Friday, 19 December 2014: 8:45 AM
Fanny Girard-Ardhuin, IFREMER, Plouzané, France
Abstract:
Microwave sensors onboard polar orbit satellites are commonly used for sea ice monitoring at high latitude : radiometers are routinely used for this application and scatterometers have also shown they can contribute significantly to it.

Since 1991, numerous scatterometers data at C and Ku-bands are available since ERS-1 with NSCAT, QuikSCAT, OSCAT, HY, and ASCAT sensors. In this presentation, we will show how the recent QuikSCAT and ASCAT sensors could be used to build 15-year observation data time series for sea ice monitoring for both Arctic and Antarctic areas.

Backscatter data enable to discriminate sea ice from open ocean areas, in particular scatterometers are useful to detect new ice, even at the early stage of growth which is not possible using radiometers.

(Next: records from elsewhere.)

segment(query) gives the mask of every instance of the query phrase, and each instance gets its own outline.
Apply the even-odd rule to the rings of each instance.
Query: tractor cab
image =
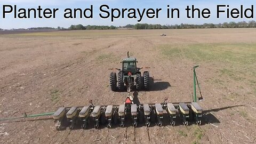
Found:
[[[133,74],[136,73],[137,67],[136,65],[136,59],[134,58],[125,58],[122,62],[123,63],[122,70],[124,72],[130,71]]]

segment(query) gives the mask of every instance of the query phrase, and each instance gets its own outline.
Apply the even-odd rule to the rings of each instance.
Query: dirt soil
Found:
[[[163,33],[167,36],[160,36]],[[141,125],[57,131],[49,116],[0,121],[0,143],[256,143],[255,37],[256,29],[251,28],[0,35],[1,118],[20,116],[24,112],[54,111],[62,106],[86,106],[90,100],[94,105],[123,103],[126,92],[110,90],[111,70],[108,69],[120,68],[119,61],[127,51],[137,58],[139,67],[150,67],[147,70],[154,79],[150,91],[134,92],[137,103],[160,103],[165,98],[170,102],[191,101],[191,68],[199,64],[196,70],[204,100],[198,103],[205,113],[202,125],[188,126],[178,122],[174,127],[166,122],[162,127],[153,124],[148,128]],[[255,55],[251,58],[254,62],[232,63],[246,60],[244,55],[226,62],[214,59],[196,61],[182,55],[188,54],[182,51],[184,45],[215,44],[223,44],[223,47],[237,44],[252,46],[248,54]],[[162,45],[178,47],[181,56],[167,57]],[[234,54],[243,51],[243,46],[235,50],[231,47]],[[225,70],[230,67],[244,71]],[[233,78],[238,76],[240,79]]]

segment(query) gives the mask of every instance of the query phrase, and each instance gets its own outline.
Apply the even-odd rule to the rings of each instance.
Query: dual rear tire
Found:
[[[136,89],[140,91],[142,89],[148,90],[150,84],[149,73],[148,71],[144,71],[143,76],[141,76],[140,73],[136,74]],[[123,73],[119,71],[117,76],[114,72],[111,72],[109,76],[109,85],[110,89],[113,91],[116,91],[117,88],[118,90],[123,91],[124,90],[124,84],[123,82]]]

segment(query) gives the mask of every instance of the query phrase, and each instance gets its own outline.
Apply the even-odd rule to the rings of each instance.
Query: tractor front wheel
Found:
[[[116,90],[116,74],[114,72],[110,73],[109,76],[109,85],[112,91],[115,91]]]

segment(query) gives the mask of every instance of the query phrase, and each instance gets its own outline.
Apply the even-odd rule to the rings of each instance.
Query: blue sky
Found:
[[[6,15],[5,19],[3,19],[3,5],[10,4],[17,5],[17,8],[37,8],[41,5],[43,9],[59,8],[59,11],[57,13],[57,18],[55,19],[14,19],[13,13]],[[86,19],[79,18],[74,19],[65,19],[63,15],[64,10],[66,8],[81,8],[85,9],[90,7],[90,5],[93,5],[93,18],[92,19]],[[103,4],[108,5],[110,9],[122,8],[127,9],[140,9],[141,11],[143,9],[162,8],[162,10],[159,12],[159,18],[149,19],[145,15],[140,23],[159,23],[161,25],[175,25],[181,23],[189,24],[203,24],[204,23],[219,23],[224,22],[230,21],[249,21],[253,19],[227,19],[227,16],[222,14],[221,18],[217,19],[217,5],[218,4],[229,5],[229,9],[240,9],[240,5],[243,5],[244,10],[250,7],[251,5],[254,5],[254,15],[256,17],[256,1],[255,0],[51,0],[51,1],[35,1],[35,0],[0,0],[0,28],[11,29],[19,28],[29,28],[35,27],[53,27],[58,26],[65,28],[69,27],[71,25],[82,24],[83,25],[114,25],[116,26],[124,26],[127,24],[135,24],[137,19],[129,19],[127,18],[127,12],[124,13],[124,19],[121,18],[115,19],[113,22],[111,22],[111,18],[102,19],[100,18],[99,14],[102,12],[99,11],[99,7]],[[167,19],[167,5],[170,5],[170,8],[178,8],[180,10],[180,19]],[[185,10],[187,5],[191,6],[194,5],[197,8],[202,10],[208,8],[211,10],[211,17],[208,19],[188,19],[186,17],[186,13]],[[110,10],[109,10],[110,11]]]

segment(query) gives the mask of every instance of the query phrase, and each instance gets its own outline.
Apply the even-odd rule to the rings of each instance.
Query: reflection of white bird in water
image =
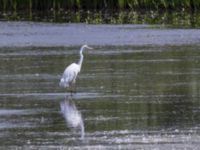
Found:
[[[63,75],[62,78],[60,79],[60,86],[64,88],[70,88],[72,87],[73,84],[76,82],[76,77],[78,73],[81,71],[81,66],[83,63],[83,50],[85,48],[92,49],[91,47],[87,45],[83,45],[80,49],[80,60],[78,63],[72,63],[69,65]]]
[[[84,138],[85,128],[83,119],[74,102],[72,100],[65,99],[60,103],[60,108],[68,127],[80,128],[81,138]]]

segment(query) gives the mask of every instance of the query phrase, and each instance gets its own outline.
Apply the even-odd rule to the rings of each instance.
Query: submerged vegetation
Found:
[[[200,0],[0,0],[0,9],[198,9]]]
[[[1,20],[200,26],[200,0],[0,0]]]

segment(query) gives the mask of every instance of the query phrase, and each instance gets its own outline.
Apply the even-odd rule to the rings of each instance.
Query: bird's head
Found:
[[[87,48],[87,49],[93,49],[92,47],[89,47],[88,45],[83,45],[82,47],[81,47],[81,49],[84,49],[84,48]]]

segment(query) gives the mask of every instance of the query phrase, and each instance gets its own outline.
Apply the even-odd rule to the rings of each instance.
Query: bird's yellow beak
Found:
[[[93,49],[92,47],[87,46],[88,49]]]

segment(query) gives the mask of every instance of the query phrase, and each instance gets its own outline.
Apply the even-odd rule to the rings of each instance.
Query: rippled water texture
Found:
[[[0,149],[199,148],[199,30],[0,26]],[[83,43],[71,96],[59,79]]]

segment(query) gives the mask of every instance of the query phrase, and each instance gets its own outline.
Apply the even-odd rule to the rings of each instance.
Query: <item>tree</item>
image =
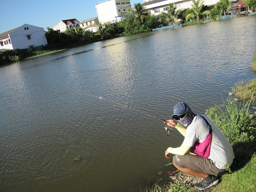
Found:
[[[256,11],[256,0],[244,0],[244,5],[249,6],[253,12]]]
[[[221,16],[221,12],[216,7],[214,7],[211,10],[210,14],[210,17],[215,20],[218,20],[220,17]]]
[[[204,2],[201,0],[192,0],[193,4],[192,4],[192,8],[191,9],[192,13],[190,13],[186,16],[186,21],[188,20],[189,19],[194,19],[196,18],[197,20],[200,19],[200,16],[209,14],[210,11],[205,9],[206,6],[203,4]]]
[[[179,9],[177,15],[177,18],[180,19],[182,23],[185,23],[186,22],[186,17],[192,13],[191,9],[189,8]]]
[[[66,35],[61,33],[59,30],[55,30],[49,27],[46,28],[45,36],[48,43],[46,47],[49,49],[63,47],[68,45]]]
[[[164,11],[161,12],[159,18],[159,21],[162,22],[163,21],[167,21],[169,25],[175,24],[175,19],[177,17],[178,11],[176,9],[176,6],[174,6],[174,3],[171,3],[167,7],[167,12]]]
[[[83,30],[80,27],[75,27],[74,29],[77,34],[76,37],[78,41],[82,38]]]
[[[105,39],[121,34],[124,30],[124,29],[121,27],[118,22],[110,23],[106,25],[106,30],[101,36],[102,39]]]
[[[230,7],[230,2],[229,0],[220,0],[218,2],[217,2],[216,4],[215,7],[218,10],[220,10],[222,13],[223,13],[223,14],[226,15],[226,13],[228,11]]]
[[[142,7],[139,3],[134,3],[133,5],[134,7],[131,9],[130,11],[132,14],[135,16],[135,19],[141,22],[142,23],[147,20],[148,18],[148,13],[145,7]]]

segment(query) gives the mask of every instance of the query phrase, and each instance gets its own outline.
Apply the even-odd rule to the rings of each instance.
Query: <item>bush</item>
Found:
[[[249,110],[250,100],[242,104],[227,98],[223,103],[206,110],[206,114],[232,143],[244,134],[255,132],[256,115]]]
[[[15,62],[19,61],[20,60],[20,57],[15,55],[13,56],[10,56],[9,59],[11,62]]]

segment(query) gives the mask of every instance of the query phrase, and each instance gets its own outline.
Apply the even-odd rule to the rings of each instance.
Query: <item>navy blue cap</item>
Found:
[[[178,103],[174,106],[173,108],[173,115],[172,116],[172,119],[173,119],[175,115],[183,115],[187,111],[187,108],[183,102]]]

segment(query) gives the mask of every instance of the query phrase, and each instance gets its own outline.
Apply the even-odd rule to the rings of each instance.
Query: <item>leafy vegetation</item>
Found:
[[[231,8],[230,7],[232,7],[231,5],[231,4],[230,0],[220,0],[216,4],[216,7],[218,10],[220,10],[222,14],[223,13],[225,15],[229,8]]]
[[[196,18],[198,20],[201,17],[207,14],[210,14],[210,11],[207,10],[208,7],[204,4],[204,1],[201,0],[192,0],[191,12],[186,16],[186,20],[189,19]]]
[[[244,5],[249,6],[252,12],[256,11],[256,1],[255,0],[244,0]]]
[[[244,134],[255,132],[256,115],[249,109],[251,103],[250,100],[241,104],[229,98],[207,110],[206,114],[232,143]]]
[[[167,7],[167,13],[162,11],[161,12],[159,22],[162,23],[163,21],[166,21],[169,25],[175,24],[175,18],[177,17],[178,11],[174,6],[174,3],[171,3]]]

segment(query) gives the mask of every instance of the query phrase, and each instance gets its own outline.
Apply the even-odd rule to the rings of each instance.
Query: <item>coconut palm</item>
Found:
[[[134,7],[132,9],[131,9],[130,11],[136,19],[141,21],[142,23],[148,19],[147,15],[148,13],[146,10],[145,7],[142,7],[141,4],[139,3],[134,3],[133,5]]]
[[[176,9],[176,6],[174,6],[174,3],[169,4],[169,6],[167,7],[167,13],[162,11],[161,13],[161,16],[159,18],[159,21],[162,22],[162,21],[166,20],[168,22],[169,25],[175,24],[174,19],[177,16],[178,12]]]
[[[216,7],[214,7],[211,10],[210,15],[211,17],[215,20],[219,20],[220,17],[221,16],[221,11],[217,9]]]
[[[201,15],[210,14],[210,12],[208,10],[203,12],[203,10],[205,7],[203,4],[203,1],[201,0],[192,0],[192,2],[193,3],[191,9],[192,13],[186,16],[186,21],[190,19],[195,18],[198,20],[199,20]]]

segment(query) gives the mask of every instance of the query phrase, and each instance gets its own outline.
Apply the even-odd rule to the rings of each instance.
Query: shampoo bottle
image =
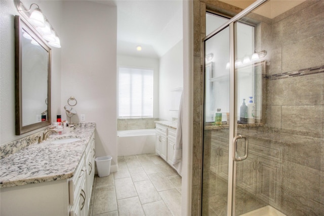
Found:
[[[239,123],[248,124],[248,106],[245,104],[245,99],[243,99],[243,103],[239,107]]]
[[[249,97],[250,101],[248,103],[248,124],[254,124],[255,121],[255,103],[252,100],[253,97]]]
[[[215,123],[216,125],[222,125],[222,113],[221,109],[217,109],[217,112],[215,113]]]

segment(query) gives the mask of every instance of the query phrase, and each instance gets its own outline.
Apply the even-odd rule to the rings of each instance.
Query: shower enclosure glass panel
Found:
[[[202,215],[324,215],[323,12],[324,1],[269,1],[206,39]]]
[[[237,125],[237,134],[248,137],[249,156],[234,164],[235,215],[324,215],[324,52],[319,48],[324,46],[324,2],[280,10],[288,3],[269,1],[234,23],[237,47],[240,23],[257,29],[258,58],[250,68],[262,80],[263,98],[257,95],[256,105],[258,100],[266,104],[255,106],[256,123],[264,116],[260,124]],[[241,58],[238,48],[235,55]],[[240,67],[235,72],[236,101],[241,104],[244,78]],[[237,145],[242,155],[244,145]]]
[[[229,112],[229,32],[226,28],[205,44],[205,115],[202,214],[226,212],[228,172]],[[212,55],[212,59],[208,58]],[[220,109],[220,124],[215,113]]]

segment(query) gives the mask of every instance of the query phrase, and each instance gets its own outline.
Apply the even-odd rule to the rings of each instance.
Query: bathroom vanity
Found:
[[[87,215],[95,129],[84,125],[0,160],[1,214]]]
[[[155,122],[155,153],[174,168],[172,159],[176,142],[177,122]]]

Backscatter data from scatterometer can also be used for sea ice type detection (first year from multi-year sea ice in the Arctic), results and differences between C-band and Ku-band sensors results will be presented.

Moreover, sea ice displacement maps can be built in central Arctic from backscatter data, examples will be shown using the merging of scatterometer and radiometer data. We will see in this presentation that Antarctic sea ice displacement maps can also be inferred. From these displacement maps, mean sea surface currents can be estimated.

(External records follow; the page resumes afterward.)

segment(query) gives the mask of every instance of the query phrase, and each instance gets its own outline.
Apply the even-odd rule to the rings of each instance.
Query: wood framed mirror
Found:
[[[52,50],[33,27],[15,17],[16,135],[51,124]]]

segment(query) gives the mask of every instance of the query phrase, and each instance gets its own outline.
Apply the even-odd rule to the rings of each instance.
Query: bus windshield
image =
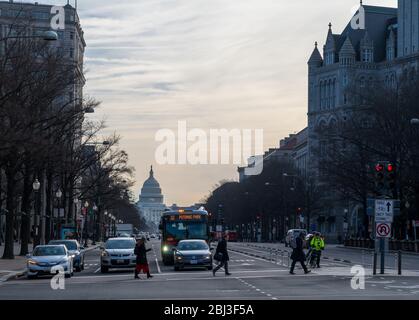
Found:
[[[207,239],[207,224],[204,222],[168,221],[166,224],[167,237],[176,240]]]

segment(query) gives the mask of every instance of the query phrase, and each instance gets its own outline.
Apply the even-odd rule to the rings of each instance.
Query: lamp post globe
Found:
[[[42,35],[42,39],[45,41],[57,41],[58,33],[52,30],[45,31]]]
[[[41,188],[41,183],[38,179],[35,179],[35,181],[32,184],[32,188],[34,191],[39,191],[39,189]]]

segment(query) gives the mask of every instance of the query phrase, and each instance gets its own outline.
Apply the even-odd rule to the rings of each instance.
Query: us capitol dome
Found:
[[[154,178],[153,166],[151,166],[150,169],[150,176],[141,188],[137,207],[140,211],[140,215],[157,231],[160,218],[166,209],[166,206],[163,203],[163,194],[160,184],[156,178]]]

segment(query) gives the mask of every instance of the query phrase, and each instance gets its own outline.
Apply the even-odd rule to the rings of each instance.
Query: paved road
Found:
[[[252,244],[256,245],[256,244]],[[152,241],[149,263],[154,278],[134,280],[132,270],[100,273],[100,251],[86,255],[86,270],[65,280],[64,290],[51,289],[49,278],[19,279],[0,285],[0,299],[419,299],[419,273],[397,277],[367,275],[365,290],[351,288],[349,263],[323,261],[321,269],[288,274],[287,259],[271,259],[270,244],[229,244],[230,271],[214,278],[210,271],[175,272],[160,262],[160,244]],[[336,249],[337,252],[342,249]]]

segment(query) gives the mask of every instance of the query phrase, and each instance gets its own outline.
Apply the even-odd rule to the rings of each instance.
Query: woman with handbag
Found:
[[[217,249],[215,250],[214,259],[218,261],[218,266],[212,271],[212,275],[215,277],[215,273],[224,267],[226,276],[231,275],[228,272],[228,261],[230,258],[228,257],[227,252],[227,235],[224,234],[222,239],[218,242]]]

In this presentation we will also focus on the benefit of the use of the two ASCAT sensors that are presently available (onboard MetOp-A -since 2007 and -B, since 2012), in particular for the Antarctic area.

This presentation will enhance i) the need of scatterometer data for sea ice application with many examples of the inferred parameters in particular from the U.S. QuikSCAT/SeaWinds and the E.U. MetOp/ASCATs scatterometers ii) the need of the continuity of scatterometers missions and iii) the benefit of the combination of sensors and datasets (scatterometers, scatterometers with radiometers) for a long-term observation of the polar areas.

These data are routinely processed at IFREMER/CERSAT and available for the scientific community. The ASCAT calibrated reprocessed data (2007-2014) will be soon available, added to the SeaWinds/QuikSCAT dataset (1999-2009), they will provide an exceptional basis for future analysis and synthesis of long-term variations of the sea ice in both Arctic and Antarctic polar areas.